TANGERANG SELATAN – Pengelolaan retribusi pelayanan pasar di Kota Tangerang Selatan (Tangsel) kembali menjadi sorotan tajam. Aktivis dan pengamat hukum Tangerang Raya, Akhwil, S.H., menyatakan bahwa sistem pengelolaan yang ada saat ini jauh dari ketentuan yang diatur dalam Peraturan Daerah (Perda).
Hal ini terbukti setelah Badan Pemeriksa Keuangan (BPK) melaporkan adanya potensi kerugian pendapatan daerah yang mencapai Rp682,6 juta akibat pengelolaan yang buruk dan tidak optimal.
Menurut Akhwil, perbedaan mencolok antara target dan realisasi pendapatan sangat jelas terlihat. Pada tahun 2023, target retribusi pelayanan pasar Kota Tangsel dipatok sebesar Rp3,82 miliar. Namun, yang tercapai hanya Rp1,39 miliar atau sekitar 36,54% dari target yang ditetapkan.
Angka ini menunjukkan adanya ketidakserasian antara perencanaan dan pelaksanaan, serta indikasi adanya kelemahan dalam mekanisme pemungutan retribusi yang patut dipertanyakan.
“Berdasarkan data yang ada, sangat jelas ada masalah dalam penetapan dan pemungutan retribusi.
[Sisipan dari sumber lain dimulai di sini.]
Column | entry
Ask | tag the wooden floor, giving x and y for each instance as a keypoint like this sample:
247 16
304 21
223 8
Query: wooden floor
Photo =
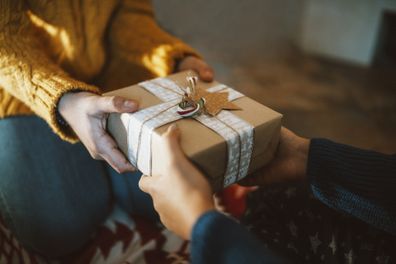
322 98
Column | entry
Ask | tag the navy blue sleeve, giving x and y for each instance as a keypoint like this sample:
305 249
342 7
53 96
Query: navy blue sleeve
219 239
358 182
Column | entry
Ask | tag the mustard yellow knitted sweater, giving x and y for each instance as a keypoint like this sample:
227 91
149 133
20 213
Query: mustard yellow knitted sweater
48 48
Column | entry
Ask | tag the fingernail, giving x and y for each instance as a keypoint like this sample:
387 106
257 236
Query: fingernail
172 127
130 104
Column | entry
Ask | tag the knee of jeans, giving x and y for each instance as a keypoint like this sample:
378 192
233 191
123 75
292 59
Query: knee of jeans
61 236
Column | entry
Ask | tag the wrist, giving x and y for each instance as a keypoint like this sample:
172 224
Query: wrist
197 211
302 157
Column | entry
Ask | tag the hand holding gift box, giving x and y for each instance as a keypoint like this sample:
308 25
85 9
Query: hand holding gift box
225 144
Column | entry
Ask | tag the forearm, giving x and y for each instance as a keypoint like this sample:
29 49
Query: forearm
358 182
27 72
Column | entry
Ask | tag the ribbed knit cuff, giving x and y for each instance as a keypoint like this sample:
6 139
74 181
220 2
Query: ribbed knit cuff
358 182
49 92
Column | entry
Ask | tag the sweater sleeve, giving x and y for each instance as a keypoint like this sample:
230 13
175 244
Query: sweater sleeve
135 36
358 182
219 239
27 72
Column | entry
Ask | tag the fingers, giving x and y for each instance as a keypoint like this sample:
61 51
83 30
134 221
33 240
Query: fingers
145 183
108 150
115 104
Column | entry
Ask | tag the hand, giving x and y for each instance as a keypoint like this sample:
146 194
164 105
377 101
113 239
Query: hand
86 113
289 163
181 194
204 71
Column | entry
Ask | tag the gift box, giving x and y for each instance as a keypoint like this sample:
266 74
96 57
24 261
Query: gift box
229 137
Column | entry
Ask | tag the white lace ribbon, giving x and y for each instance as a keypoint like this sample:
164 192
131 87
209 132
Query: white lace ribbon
237 133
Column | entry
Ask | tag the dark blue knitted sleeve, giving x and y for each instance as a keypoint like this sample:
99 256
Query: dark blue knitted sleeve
358 182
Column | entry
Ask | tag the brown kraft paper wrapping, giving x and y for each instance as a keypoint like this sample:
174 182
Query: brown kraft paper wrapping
205 148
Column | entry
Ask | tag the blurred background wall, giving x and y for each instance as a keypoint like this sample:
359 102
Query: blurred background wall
327 65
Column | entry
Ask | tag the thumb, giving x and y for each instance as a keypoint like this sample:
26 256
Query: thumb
116 104
145 183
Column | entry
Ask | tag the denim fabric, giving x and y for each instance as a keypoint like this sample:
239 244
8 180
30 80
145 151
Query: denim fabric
53 195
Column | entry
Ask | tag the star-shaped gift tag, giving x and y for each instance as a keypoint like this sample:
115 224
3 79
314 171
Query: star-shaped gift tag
214 102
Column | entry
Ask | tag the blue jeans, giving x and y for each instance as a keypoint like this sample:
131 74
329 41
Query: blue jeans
53 195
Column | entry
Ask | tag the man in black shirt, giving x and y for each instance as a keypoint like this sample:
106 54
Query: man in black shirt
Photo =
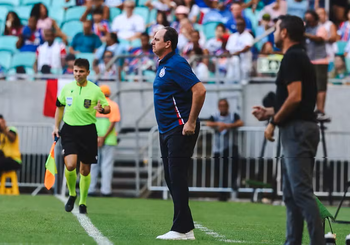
294 115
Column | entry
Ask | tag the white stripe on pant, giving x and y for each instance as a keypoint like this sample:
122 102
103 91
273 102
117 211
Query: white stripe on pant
105 165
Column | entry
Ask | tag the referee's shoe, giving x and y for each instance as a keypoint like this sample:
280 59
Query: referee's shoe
70 203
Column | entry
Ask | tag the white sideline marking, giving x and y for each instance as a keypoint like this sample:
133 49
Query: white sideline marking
88 226
222 238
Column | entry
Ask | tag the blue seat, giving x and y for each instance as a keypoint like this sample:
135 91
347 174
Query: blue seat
72 28
8 43
74 13
143 12
341 47
23 12
57 14
114 12
5 60
3 13
89 56
26 59
209 29
47 3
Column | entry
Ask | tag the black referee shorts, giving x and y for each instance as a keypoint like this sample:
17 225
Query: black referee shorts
81 141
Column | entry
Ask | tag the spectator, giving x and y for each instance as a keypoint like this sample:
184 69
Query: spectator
95 5
216 43
316 36
236 10
86 41
30 38
297 7
161 5
69 69
109 74
344 29
239 45
10 155
50 54
161 21
194 12
265 24
13 26
339 71
331 32
275 9
129 26
201 69
114 3
107 141
44 22
181 13
100 27
134 66
224 147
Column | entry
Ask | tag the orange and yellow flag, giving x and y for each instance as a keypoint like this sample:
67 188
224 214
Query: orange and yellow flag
51 169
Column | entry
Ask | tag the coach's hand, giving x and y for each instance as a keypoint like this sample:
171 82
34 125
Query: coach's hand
260 113
269 131
189 128
55 133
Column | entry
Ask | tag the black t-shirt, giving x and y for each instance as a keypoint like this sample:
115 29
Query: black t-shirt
296 66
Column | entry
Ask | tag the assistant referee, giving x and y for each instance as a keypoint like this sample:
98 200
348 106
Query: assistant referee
178 99
79 101
294 115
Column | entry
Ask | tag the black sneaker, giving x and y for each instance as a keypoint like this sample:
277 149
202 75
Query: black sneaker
70 203
82 209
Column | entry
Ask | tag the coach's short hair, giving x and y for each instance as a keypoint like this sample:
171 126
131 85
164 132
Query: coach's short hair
294 26
82 63
171 35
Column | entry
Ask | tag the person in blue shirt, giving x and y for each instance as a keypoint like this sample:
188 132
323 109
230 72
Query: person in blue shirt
85 42
178 100
237 11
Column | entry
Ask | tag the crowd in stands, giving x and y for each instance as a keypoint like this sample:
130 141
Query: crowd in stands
52 33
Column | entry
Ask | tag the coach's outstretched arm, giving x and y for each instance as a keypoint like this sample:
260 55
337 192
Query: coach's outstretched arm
58 119
198 97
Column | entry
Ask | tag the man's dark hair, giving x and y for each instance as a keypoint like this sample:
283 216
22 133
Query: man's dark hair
294 26
97 11
171 35
82 63
314 14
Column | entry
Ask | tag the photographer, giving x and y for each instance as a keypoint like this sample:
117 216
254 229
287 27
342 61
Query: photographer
10 155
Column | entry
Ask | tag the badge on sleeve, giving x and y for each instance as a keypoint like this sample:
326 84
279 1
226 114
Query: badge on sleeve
87 103
69 101
162 72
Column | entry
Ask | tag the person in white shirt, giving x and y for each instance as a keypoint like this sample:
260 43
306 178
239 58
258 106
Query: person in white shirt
50 54
128 25
239 45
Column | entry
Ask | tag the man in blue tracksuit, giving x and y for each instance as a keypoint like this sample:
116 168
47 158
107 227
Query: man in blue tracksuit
178 99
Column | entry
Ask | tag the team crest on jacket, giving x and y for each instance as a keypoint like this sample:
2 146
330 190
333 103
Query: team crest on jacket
87 103
162 72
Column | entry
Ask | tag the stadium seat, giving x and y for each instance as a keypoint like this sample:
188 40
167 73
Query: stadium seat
25 59
89 56
47 3
209 29
8 43
5 60
10 4
114 12
143 12
57 14
341 47
72 28
3 13
74 13
23 12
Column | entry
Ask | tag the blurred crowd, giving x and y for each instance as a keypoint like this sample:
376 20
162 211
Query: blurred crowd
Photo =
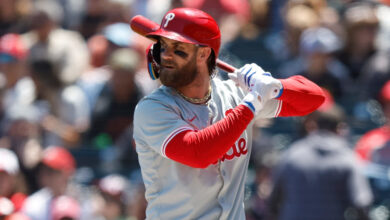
72 72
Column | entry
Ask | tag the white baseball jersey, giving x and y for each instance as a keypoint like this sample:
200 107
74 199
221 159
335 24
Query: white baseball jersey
175 190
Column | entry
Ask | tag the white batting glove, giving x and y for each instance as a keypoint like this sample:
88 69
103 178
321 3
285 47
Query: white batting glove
252 77
253 102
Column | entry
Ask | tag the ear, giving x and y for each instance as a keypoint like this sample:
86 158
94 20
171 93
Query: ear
204 53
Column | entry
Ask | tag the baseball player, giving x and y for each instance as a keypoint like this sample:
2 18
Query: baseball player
193 134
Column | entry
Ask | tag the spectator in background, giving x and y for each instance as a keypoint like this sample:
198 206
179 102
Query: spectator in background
318 62
47 40
56 170
112 115
319 177
11 182
378 138
22 134
19 88
368 67
14 15
252 44
65 208
64 109
297 18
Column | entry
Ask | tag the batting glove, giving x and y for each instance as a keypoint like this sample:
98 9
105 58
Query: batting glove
252 77
252 101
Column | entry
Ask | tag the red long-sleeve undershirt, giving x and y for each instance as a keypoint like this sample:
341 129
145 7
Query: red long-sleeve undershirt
201 148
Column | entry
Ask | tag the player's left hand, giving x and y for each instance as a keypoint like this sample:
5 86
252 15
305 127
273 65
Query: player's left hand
252 77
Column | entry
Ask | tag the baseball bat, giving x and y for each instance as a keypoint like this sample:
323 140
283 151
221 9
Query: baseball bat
142 25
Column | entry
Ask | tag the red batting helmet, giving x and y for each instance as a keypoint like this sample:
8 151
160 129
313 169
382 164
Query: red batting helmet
190 25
Jangan sampai masalah ini berlarut-larut, karena dampaknya bukan hanya pada pendapatan daerah, tetapi juga terhadap tingkat kepercayaan masyarakat terhadap pemerintah,” ujar Akhwil dengan tegas, Kamis (26/12/2024).
BPK juga menemukan beberapa temuan yang mencoreng transparansi dan akuntabilitas pengelolaan pasar. Salah satunya adalah belum ditetapkannya Surat Ketetapan Retribusi Daerah (SKRD) bagi sejumlah pedagang, yang berpotensi menimbulkan hilangnya pendapatan daerah.
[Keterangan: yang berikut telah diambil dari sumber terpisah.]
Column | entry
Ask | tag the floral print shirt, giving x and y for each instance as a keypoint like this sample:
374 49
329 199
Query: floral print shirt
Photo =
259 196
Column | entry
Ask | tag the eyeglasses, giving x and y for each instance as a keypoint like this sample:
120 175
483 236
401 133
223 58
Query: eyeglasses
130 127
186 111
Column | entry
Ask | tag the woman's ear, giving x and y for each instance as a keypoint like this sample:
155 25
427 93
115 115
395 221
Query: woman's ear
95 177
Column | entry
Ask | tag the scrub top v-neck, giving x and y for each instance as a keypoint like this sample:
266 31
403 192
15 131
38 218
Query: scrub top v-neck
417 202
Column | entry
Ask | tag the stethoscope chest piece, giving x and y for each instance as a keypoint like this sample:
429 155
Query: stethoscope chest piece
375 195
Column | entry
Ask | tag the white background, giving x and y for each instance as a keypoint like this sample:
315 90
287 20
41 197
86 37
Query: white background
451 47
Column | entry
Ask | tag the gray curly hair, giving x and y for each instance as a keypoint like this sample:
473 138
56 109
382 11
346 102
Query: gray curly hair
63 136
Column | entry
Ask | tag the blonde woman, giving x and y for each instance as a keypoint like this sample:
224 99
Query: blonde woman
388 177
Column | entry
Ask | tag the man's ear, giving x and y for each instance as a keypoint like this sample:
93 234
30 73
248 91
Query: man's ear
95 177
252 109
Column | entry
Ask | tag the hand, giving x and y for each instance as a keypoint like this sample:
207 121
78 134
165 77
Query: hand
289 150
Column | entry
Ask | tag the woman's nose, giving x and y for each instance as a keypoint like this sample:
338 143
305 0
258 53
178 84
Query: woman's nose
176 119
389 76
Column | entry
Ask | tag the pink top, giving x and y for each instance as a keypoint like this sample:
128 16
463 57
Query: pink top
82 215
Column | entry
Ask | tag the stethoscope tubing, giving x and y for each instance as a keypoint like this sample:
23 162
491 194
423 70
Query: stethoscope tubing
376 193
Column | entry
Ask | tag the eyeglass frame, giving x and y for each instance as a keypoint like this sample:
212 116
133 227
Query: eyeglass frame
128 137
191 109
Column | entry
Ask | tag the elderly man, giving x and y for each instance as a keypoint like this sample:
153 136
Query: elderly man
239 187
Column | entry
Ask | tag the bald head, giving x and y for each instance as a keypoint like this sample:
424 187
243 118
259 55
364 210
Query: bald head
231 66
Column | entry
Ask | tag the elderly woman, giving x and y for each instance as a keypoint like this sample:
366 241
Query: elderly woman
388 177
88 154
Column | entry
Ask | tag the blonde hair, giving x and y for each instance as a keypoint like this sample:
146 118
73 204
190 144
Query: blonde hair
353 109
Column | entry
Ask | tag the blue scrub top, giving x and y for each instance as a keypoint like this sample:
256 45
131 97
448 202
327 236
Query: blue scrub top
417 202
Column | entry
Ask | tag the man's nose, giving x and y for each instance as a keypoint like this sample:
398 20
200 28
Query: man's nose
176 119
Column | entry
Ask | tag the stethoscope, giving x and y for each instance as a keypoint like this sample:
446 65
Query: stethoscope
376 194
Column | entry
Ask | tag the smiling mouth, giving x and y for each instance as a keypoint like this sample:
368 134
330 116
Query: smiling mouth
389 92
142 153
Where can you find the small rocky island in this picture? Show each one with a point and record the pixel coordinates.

Pada praktiknya, UPTD Pengelola Pasar hanya menerbitkan SKRD untuk pedagang yang sudah membayar, dengan alasan untuk menghindari pengakuan piutang atas pedagang yang tidak melunasi kewajiban mereka.
Padahal, dalam Peraturan Daerah Kota Tangerang Selatan Nomor 4 Tahun 2021, jelas dinyatakan bahwa SKRD harus diterbitkan untuk semua retribusi yang terutang, tanpa terkecuali. Ini berarti pengelolaan retribusi pasar di Tangsel tidak hanya cacat dari sisi operasional, tetapi juga berpotensi melanggar ketentuan hukum yang berlaku.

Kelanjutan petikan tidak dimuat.